Industrial Container Services Fights Citations, $215,000 Fine for Serious Safety and Health Violations

The Seattle employer has been cited for multiple serious workplace health violations after a worker became entangled in a rotating shaft while working inside a confined space.

Washington’s Department of Labor & Industries (L&I) has issued citations and fined Industrial Container Services $215,250 for allegedly exposing workers to serious harm or even death in conjunction with an incident in which a worker became entangled in machinery while working in a confined space. L&I cited the company in 2013 for many of the same hazards, but the employer had not corrected them.
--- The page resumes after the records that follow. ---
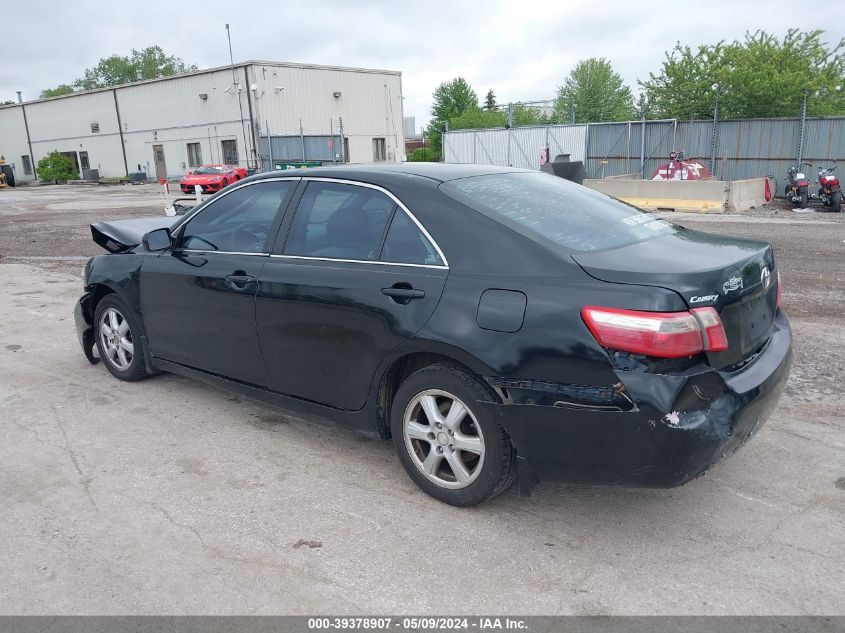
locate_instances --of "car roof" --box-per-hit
[247,163,533,182]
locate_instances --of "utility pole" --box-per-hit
[223,22,249,167]
[640,107,645,178]
[710,85,719,176]
[798,88,807,165]
[264,120,276,171]
[337,117,347,163]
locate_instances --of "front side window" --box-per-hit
[373,138,387,162]
[284,182,395,261]
[188,143,202,167]
[379,209,443,266]
[179,180,296,253]
[440,172,678,251]
[220,139,238,165]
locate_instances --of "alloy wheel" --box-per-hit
[99,307,135,371]
[402,389,485,489]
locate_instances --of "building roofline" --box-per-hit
[0,59,402,110]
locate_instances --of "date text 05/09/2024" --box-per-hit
[308,616,527,631]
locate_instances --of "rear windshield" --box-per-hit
[440,172,677,251]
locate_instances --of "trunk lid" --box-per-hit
[91,216,182,253]
[572,229,777,369]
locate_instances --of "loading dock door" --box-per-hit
[153,145,167,180]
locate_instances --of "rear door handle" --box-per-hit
[381,286,425,303]
[226,274,255,288]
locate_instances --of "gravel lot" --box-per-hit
[0,185,845,615]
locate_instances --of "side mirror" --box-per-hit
[142,229,173,252]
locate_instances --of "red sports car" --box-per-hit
[179,165,247,193]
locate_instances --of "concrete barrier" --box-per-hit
[726,178,777,212]
[584,178,729,213]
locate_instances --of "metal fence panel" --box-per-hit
[260,135,337,164]
[443,125,587,169]
[443,117,845,192]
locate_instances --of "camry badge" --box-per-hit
[760,266,772,290]
[722,277,742,294]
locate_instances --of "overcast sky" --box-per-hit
[0,0,845,128]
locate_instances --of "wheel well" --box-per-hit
[91,284,114,320]
[377,352,492,440]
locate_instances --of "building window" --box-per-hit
[220,139,238,165]
[373,138,387,162]
[188,143,202,167]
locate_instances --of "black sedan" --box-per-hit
[75,164,792,505]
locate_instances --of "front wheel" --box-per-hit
[94,295,147,382]
[391,365,516,506]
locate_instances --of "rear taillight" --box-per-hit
[581,306,728,358]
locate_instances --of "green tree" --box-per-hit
[449,107,508,130]
[41,46,197,97]
[513,103,551,127]
[38,150,79,181]
[40,84,73,99]
[553,57,634,123]
[641,29,845,119]
[426,77,478,152]
[408,147,440,163]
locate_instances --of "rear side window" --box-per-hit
[440,172,677,251]
[380,209,443,266]
[284,182,396,261]
[179,181,296,253]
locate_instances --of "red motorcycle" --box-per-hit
[813,163,842,213]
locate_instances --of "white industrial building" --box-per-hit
[0,61,404,182]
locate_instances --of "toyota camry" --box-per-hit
[75,164,791,506]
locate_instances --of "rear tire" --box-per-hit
[94,294,148,382]
[390,365,517,507]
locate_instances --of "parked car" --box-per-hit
[75,163,792,506]
[179,165,247,193]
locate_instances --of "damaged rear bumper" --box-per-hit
[482,313,792,492]
[73,292,97,365]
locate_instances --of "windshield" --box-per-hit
[440,172,677,251]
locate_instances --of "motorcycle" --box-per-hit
[784,163,810,209]
[813,163,842,213]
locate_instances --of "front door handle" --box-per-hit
[226,272,255,290]
[381,283,425,305]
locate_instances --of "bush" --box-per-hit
[38,150,79,181]
[408,147,440,163]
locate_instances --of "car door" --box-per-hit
[256,179,448,410]
[140,179,298,387]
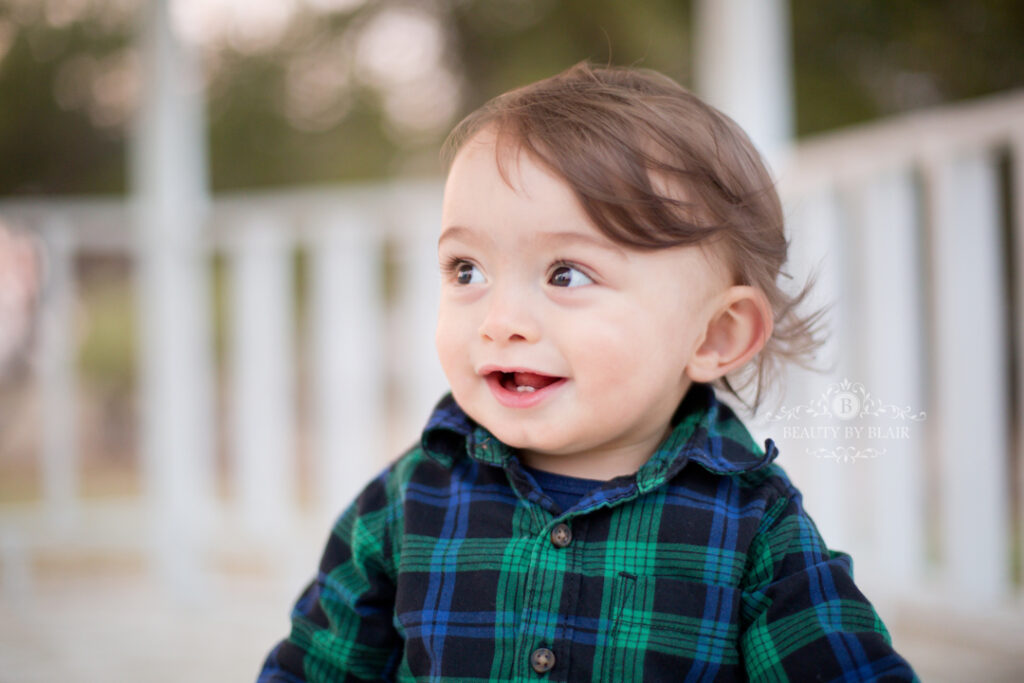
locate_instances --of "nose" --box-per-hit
[480,287,541,344]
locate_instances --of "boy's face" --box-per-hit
[436,131,729,479]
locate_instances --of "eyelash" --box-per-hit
[440,256,597,282]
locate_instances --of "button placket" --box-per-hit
[551,522,572,548]
[529,647,555,674]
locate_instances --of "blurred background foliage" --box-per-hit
[0,0,1024,196]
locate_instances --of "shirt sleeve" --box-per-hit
[740,490,918,681]
[258,480,401,683]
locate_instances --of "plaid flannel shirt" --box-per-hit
[259,385,914,683]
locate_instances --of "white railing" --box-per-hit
[0,88,1024,618]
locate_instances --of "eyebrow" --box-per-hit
[437,225,626,258]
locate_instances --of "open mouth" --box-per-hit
[484,370,566,408]
[490,372,562,393]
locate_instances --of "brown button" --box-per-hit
[529,647,555,674]
[551,522,572,548]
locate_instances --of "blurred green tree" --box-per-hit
[0,0,1024,196]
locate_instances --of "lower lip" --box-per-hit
[486,373,567,408]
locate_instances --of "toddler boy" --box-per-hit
[260,65,913,682]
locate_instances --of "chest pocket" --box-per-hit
[605,572,740,680]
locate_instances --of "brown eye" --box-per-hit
[548,265,594,287]
[455,261,483,285]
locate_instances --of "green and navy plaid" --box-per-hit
[259,385,914,683]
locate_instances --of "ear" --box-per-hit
[686,285,773,383]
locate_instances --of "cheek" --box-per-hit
[434,303,473,382]
[574,307,688,387]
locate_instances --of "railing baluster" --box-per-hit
[768,189,852,550]
[856,170,927,591]
[309,210,385,515]
[927,152,1010,602]
[390,185,447,449]
[39,222,79,530]
[230,216,295,540]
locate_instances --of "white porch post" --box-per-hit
[131,0,212,595]
[694,0,793,170]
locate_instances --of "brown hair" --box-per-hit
[443,63,824,412]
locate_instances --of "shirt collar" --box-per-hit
[422,383,778,483]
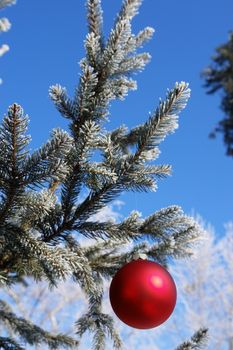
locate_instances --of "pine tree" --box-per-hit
[0,0,207,350]
[203,32,233,156]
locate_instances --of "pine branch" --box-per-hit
[114,0,142,23]
[76,311,122,350]
[0,301,79,349]
[0,337,25,350]
[22,128,73,186]
[131,82,190,163]
[49,84,74,119]
[176,328,208,350]
[87,0,104,52]
[0,103,29,223]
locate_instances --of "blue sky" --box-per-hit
[0,0,233,241]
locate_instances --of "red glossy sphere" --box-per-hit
[109,259,177,329]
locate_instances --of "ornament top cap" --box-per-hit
[133,252,147,260]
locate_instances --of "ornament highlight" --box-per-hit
[109,259,177,329]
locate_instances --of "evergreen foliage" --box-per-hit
[203,32,233,156]
[0,0,16,84]
[0,0,208,350]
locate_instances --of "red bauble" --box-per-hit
[109,259,176,329]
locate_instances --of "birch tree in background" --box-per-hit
[0,0,16,84]
[0,0,207,350]
[164,217,233,350]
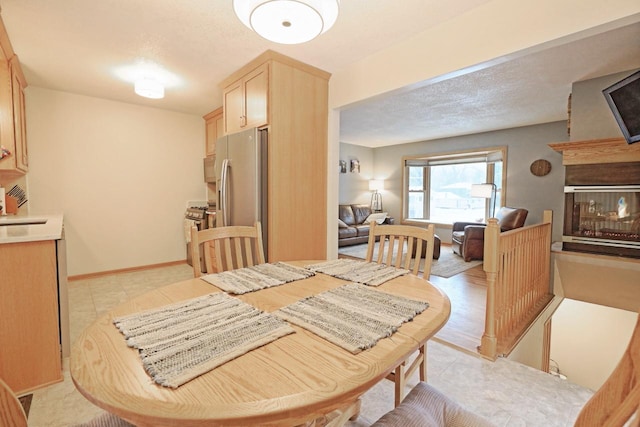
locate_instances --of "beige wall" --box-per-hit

The company has appealed the citations and fine.

Industrial Container Services refurbishes metal drums and other industrial containers. The company operates a “drum shot-blaster unit,” a 24-foot long tunnel with a series of rotating shafts that move metal drums through as they’re being shot-blasted to remove paint and coatings.

L&I began its investigation in January 2015 after a worker was hospitalized after being injured while working inside a drum shot-blaster. The investigation found that workers regularly were entering the equipment to perform maintenance and repair without the necessary safety precautions.

Working inside a “confined space” area, such as the drum shot-blaster unit, without safety precautions can be deadly to workers and would-be rescuers. Confined space hazards include suffocation, toxic atmospheres, engulfment, entrapment and other dangerous conditions. These incidents are fully preventable.

When a confined space has hazardous characteristics that could harm workers, it’s considered a “permit-required” confined space. That means employers must control access to the area and use a permit system to prevent unauthorized entry. Anyone working in or around a permit-required confined space must be trained and there must be safety measures and rescue procedures in place.

L&I cited the company for seven “failure-to-abate” serious violations related to the confined space hazards, and for not ensuring that moving parts were de-energized to prevent workers from becoming caught in machinery. These violations were originally cited in October 2013 and had not been corrected. Each of the violations carries a penalty of $22,750.

L&I also cited the company for four “repeat-serious” violations and four “serious” violations related to confined-space procedures and energy control measures (lockout/tagout), with penalties ranging from $11,700 to $4,550.

As a result of these safety issues, Industrial Container Services has been identified as a severe violator and could be subject to increased scrutiny at all of its locations nationwide.

Penalty money collected in connection with a citation is placed in the workers’ compensation supplemental pension fund, helping workers and families of those who have died on the job.